A couple of months ago I wrote about how I used Claude to build tools. Claude is impressive, but the process required iteration. Claude isn’t great at one-shotting. And the limited context window size meant I regularly ran out of tokens. Those problems are gone. o3-mini is great at one-shotting. And it provides gazillions of tokens - I’ve not run out yet.
o3 moves us firmly into the era of code composition. Give the AI the requirements and let it do the rest. For now I still have to drive the compilers and code management. But that will come too - Operator has given us a glimpse of how that might unfold.
The future
The shift from hand-coding to Claude was like upgrading from crawling to a bicycle. But, o3-mini feels like a sports car. The speed is addictive. But it's not just about velocity - it's about what becomes possible when building becomes cheap. Tools that would have taken weeks can be built in hours. Ideas can be tested and refined in minutes rather than days. I had a long backlog of things I’d like to build “one day”. That list is starting to look increasingly empty.

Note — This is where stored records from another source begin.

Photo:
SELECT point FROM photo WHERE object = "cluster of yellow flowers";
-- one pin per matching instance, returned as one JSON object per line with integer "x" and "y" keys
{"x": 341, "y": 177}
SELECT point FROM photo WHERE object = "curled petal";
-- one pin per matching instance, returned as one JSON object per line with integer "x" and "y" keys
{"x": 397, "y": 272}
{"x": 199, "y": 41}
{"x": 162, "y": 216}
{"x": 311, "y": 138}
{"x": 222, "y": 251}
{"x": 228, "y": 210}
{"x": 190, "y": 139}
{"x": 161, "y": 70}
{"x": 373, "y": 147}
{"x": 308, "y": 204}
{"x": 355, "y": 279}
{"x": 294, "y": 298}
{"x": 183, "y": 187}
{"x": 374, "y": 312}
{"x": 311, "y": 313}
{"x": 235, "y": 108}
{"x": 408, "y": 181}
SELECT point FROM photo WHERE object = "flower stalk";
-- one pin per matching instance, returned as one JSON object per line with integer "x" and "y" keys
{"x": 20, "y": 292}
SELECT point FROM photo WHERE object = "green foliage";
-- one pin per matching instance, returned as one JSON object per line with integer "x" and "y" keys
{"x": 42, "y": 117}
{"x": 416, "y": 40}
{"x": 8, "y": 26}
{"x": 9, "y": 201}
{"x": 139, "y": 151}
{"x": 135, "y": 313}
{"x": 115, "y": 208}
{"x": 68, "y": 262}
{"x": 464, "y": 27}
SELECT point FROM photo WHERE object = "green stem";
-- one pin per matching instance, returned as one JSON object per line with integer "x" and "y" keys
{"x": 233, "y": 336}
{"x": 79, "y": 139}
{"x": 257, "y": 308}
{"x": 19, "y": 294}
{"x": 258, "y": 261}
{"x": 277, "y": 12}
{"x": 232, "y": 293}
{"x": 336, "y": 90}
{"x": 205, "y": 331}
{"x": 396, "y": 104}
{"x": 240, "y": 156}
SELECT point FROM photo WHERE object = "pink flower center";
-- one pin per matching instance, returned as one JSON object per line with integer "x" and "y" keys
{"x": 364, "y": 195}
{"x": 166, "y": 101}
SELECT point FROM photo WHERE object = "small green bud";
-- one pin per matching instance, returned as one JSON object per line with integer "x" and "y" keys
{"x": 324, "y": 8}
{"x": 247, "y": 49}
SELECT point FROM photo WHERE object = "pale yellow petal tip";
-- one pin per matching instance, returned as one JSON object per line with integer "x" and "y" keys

We're entering an era where the limiting factor isn't our ability to code, but our ability to imagine what we want to build. If you doubted that AI would transform software development then o3-mini is your Sputnik moment. We are at the brink of a massive transformation of the software industry. There will be new winners. And existing incumbents will fail. We’ve seen it before - the list of software companies that failed to adapt over the years is long. And we’ll see it again.
The question becomes how do you adapt? How does your organization adapt? How do we as a society adapt? As I said upfront, I find myself both excited and terrified.
But for those of us who love building things, it's an exciting time. The excavator has arrived - and it's time to think bigger about what we can create. And about when and how you learn to operate it!